Johan Schobert’s exact birth year seems uncertain and has been listed as anywhere between 1720 and 1740, with a cautious consensus of 1735. Beginning in 1760 he was a harpsichordist in the service of the Prince de Conti in Paris. He had interactions with the Mozart family, specifically the father, Leopold, who reportedly said that his children could play Schobert’s music with ease. When you consider that one of his children was young Wolfgang Amadeus, who was already composing by the age of four, his statement isn’t quite as insulting as it first seems, though he probably meant it to be.
Actually, Wolfgang was fond of Schobert’s work from childhood. However, daddy Leopold also stated that “Schobert is not at all the man he is said to be—he flatters to one’s face and is utterly false,” so their relationship was certainly a touch odd. Regardless, Wolfgang would teach his music for years, and he even quoted some of Schobert’s melodies in his own works.

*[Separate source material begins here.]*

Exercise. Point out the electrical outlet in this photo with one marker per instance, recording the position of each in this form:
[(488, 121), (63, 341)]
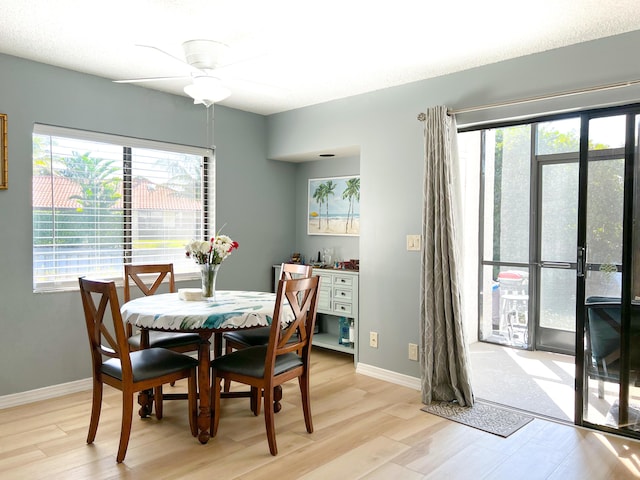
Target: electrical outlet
[(413, 351), (413, 242)]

Yes, everything was going well enough for Johann and his family until a disastrous encounter with some of the local flora sometime in the summer of 1767. He had picked some wild mushrooms, cooked them, and served them to his wife and child, as well as to himself. Apparently a local tavern keeper had warned him against doing this without proper knowledge, and he was right. The mushrooms were poisonous and killed all three of them, plus a servant and others. Mycology was not one of his strong points.